The castle later became a place of pilgrimage for tourists, who wanted to visit the tombs of three Jewish prophets: Daniel, Hanin and Uzair.
Historical sources indicate that the vast majority of Iraqi Jews lived in cities including Baghdad, Basra, Mosul and Kirkuk, and contributed to the building of Iraq. The first finance minister in the Iraqi government in 1921 was a Jew named Hsagel Sasson.
Najat Hussein, the member of Kirkuk Provincial Council, told AKnews: "Kirkuk is now completely free of Jews. They used to live in the castle and a neighborhood near Beryadi area close to the Kirkuk market was known as the Jews’ neighborhood."
After the "Azra and Nahima" process and after the remaining Jews were prevented from migration, their conditions began to improve after the 1958 coup d'état of the army general Abdul Karim al-Qassim, who eliminated the monarchy and ruled as Prime Minister. He lifted the restrictions on Jews remaining in Iraq and life returned back to normal.
But with the Baath Party coup and Qassim’s death in 1968 and persecution and restriction of Jews by the authorities began once again.
In 1969 a number of traders, most of them Jews, were executed on charges of spying for Israel, leading to the acceleration of the migration campaign of Iraqi Jews which peaked in the early seventies.
After the U.S. invasion of Iraq in 2003 less than 100 Jewish people remained, most of them in Baghdad and the vast majority of whom were the elderly and the infirm.
Sardar al-Jabbari, a history teacher, says the "number of Jews in Kirkuk was not that big if compared to Baghdad, and their presence was limited to the castle in the (Jardaglua) area. Then they migrated and left Kirkuk in the fifties."
"Only the memories are left. How nice would it have been if the Jews stayed in Kirkuk and the city included nationalities and religions to be a city of brotherhood?"
"The Jews contributed to rebuilding Iraq and they were well-known in the trade, music, art, singing, politics and agriculture as well."
Historians say that the late singer Salima al-Murad was Jewish, and Ovadia al-Yosef, Rabbi of the Eastern Jews in Israel and the spiritual leader of Shas for Orthodox Jews was born in 1920 in Basra.
Other famous Iraqi Jews include Benjamin al-Ben-Eliezer, Israel's former defense minister, and the famous economist Mir Basri who wrote several books on the Iraqi economy and society.

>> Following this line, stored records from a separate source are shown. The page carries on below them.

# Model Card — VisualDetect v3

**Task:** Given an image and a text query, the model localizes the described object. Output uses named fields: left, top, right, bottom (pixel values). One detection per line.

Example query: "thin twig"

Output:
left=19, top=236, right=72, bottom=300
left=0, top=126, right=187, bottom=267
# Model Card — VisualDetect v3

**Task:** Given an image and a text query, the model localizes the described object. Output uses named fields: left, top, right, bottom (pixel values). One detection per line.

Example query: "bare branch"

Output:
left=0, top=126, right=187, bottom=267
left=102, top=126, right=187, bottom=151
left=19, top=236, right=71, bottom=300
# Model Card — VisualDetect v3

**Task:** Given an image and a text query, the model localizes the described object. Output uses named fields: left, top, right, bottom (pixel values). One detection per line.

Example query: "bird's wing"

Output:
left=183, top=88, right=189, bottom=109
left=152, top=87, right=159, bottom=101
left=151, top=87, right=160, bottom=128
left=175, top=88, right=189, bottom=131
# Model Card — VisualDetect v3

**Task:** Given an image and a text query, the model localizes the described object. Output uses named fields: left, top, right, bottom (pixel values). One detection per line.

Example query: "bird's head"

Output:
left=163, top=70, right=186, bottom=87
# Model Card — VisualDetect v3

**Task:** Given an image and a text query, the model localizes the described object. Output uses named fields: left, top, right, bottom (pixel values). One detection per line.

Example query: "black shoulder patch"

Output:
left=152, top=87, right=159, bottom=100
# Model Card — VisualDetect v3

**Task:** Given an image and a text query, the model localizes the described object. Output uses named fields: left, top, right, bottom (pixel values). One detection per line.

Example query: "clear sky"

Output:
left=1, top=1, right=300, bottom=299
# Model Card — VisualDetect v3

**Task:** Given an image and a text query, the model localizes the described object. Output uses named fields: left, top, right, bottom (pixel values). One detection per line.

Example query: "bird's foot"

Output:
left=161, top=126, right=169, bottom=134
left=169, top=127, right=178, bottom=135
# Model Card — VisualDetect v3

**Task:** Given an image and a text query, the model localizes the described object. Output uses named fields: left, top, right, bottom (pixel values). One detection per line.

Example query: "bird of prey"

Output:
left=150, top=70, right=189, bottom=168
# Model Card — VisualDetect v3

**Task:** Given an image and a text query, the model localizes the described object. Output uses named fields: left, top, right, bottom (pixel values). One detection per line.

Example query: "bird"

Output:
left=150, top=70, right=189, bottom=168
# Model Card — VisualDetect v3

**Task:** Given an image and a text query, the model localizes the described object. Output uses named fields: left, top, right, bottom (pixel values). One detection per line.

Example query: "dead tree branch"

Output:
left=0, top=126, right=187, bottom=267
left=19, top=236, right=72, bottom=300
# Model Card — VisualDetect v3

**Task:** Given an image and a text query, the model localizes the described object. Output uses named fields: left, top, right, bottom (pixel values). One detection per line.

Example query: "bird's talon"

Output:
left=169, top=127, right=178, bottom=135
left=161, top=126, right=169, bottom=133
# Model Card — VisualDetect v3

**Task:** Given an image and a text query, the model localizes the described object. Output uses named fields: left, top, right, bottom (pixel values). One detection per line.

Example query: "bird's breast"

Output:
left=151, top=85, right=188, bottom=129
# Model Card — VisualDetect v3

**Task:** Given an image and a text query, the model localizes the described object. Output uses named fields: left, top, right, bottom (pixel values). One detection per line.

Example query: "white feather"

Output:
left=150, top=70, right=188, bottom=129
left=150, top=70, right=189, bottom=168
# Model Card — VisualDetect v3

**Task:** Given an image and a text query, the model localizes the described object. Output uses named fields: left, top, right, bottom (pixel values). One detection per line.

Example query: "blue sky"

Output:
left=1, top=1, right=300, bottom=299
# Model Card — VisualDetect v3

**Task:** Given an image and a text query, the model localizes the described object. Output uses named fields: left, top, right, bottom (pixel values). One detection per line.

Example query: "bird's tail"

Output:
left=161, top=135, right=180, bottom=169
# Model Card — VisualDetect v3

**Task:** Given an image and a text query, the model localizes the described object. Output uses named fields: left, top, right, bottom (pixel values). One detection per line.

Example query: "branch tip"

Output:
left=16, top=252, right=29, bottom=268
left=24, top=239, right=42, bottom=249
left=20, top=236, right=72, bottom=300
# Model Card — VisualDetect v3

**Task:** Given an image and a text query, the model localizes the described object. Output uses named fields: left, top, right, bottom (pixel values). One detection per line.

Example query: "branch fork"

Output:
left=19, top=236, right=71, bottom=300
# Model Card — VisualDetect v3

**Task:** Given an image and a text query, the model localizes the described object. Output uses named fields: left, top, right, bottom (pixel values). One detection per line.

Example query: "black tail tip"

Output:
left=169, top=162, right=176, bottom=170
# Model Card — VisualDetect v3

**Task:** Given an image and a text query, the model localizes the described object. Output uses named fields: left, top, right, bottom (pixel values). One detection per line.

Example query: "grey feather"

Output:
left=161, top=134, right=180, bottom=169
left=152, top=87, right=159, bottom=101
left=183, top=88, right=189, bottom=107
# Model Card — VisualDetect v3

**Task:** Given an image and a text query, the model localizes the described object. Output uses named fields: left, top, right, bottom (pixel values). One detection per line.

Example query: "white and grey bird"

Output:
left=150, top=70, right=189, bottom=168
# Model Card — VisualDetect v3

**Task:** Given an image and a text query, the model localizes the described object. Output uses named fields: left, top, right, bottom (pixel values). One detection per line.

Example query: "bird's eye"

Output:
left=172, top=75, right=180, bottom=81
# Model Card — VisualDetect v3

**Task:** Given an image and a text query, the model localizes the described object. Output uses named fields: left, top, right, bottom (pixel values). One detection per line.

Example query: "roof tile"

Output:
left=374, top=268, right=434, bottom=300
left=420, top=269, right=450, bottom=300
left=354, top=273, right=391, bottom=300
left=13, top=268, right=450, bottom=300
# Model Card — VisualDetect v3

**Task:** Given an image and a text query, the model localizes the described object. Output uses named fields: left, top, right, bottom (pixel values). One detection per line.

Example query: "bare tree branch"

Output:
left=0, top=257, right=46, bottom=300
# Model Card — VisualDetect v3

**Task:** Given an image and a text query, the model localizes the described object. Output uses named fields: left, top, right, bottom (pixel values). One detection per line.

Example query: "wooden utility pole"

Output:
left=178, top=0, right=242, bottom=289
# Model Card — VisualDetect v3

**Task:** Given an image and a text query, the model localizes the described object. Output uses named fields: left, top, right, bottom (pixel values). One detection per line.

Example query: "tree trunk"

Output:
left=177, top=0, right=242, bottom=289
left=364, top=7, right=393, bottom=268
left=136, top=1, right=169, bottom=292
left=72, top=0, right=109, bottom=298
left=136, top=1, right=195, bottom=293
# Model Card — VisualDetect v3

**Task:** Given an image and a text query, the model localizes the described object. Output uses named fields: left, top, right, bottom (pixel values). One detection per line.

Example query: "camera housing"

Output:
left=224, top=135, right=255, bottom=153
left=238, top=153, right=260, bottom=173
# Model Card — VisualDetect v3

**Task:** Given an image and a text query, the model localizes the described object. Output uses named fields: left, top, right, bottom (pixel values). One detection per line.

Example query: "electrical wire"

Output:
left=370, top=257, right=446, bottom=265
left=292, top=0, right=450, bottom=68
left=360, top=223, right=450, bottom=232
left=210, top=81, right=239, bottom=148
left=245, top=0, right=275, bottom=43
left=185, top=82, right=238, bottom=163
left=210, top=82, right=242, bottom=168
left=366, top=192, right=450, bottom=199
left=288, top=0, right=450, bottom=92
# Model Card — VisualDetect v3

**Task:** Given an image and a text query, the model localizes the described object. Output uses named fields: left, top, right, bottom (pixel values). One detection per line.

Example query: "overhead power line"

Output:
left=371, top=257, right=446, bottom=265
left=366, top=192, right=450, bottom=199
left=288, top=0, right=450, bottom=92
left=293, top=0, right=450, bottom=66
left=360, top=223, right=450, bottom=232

The Iraqi Jews, who are famous in the field of music are composer Jacob Ezra, senior musician Saleh al-Kuwaitim, Azori al-Awad, a musician on lute, artist Fulful al-Oaeji and Najat al-Iraqiya who died in Israel in 1989.
Um al-Artan, an elderly woman who speaks Turkmen, spent her childhood with Jews misses them terribly. "We lived in the castle when I was 18 years or less. The Jews who were in Kirkuk were fluent in Turkmen language."
"I had Jewish friends and I was so sad when they left Kirkuk and I wish to see them before I die.
“I don't know why they were deported. They never hurt anyone and the castle witnessed religious coexistence where there was no difference between a Muslim, Jew or a Christian.
As Artan remembers the injustices of the past, she has new fears for the present and future:
"I remember that on the day of farewell, they were standing on the tombs of the three prophets and they were crying. All of us were crying.
“I have fears to cry this time for my Christian neighbors, because they are subjected to the same thing."
While the interview with 85-year old Um al-Artan was in the alArab piece, the last sentence about Christians in Iraq was not published there.
Even so, it is remarkable to see an article like this in Arabic that does not blame Zionists for the Iraqi exodus of Jews.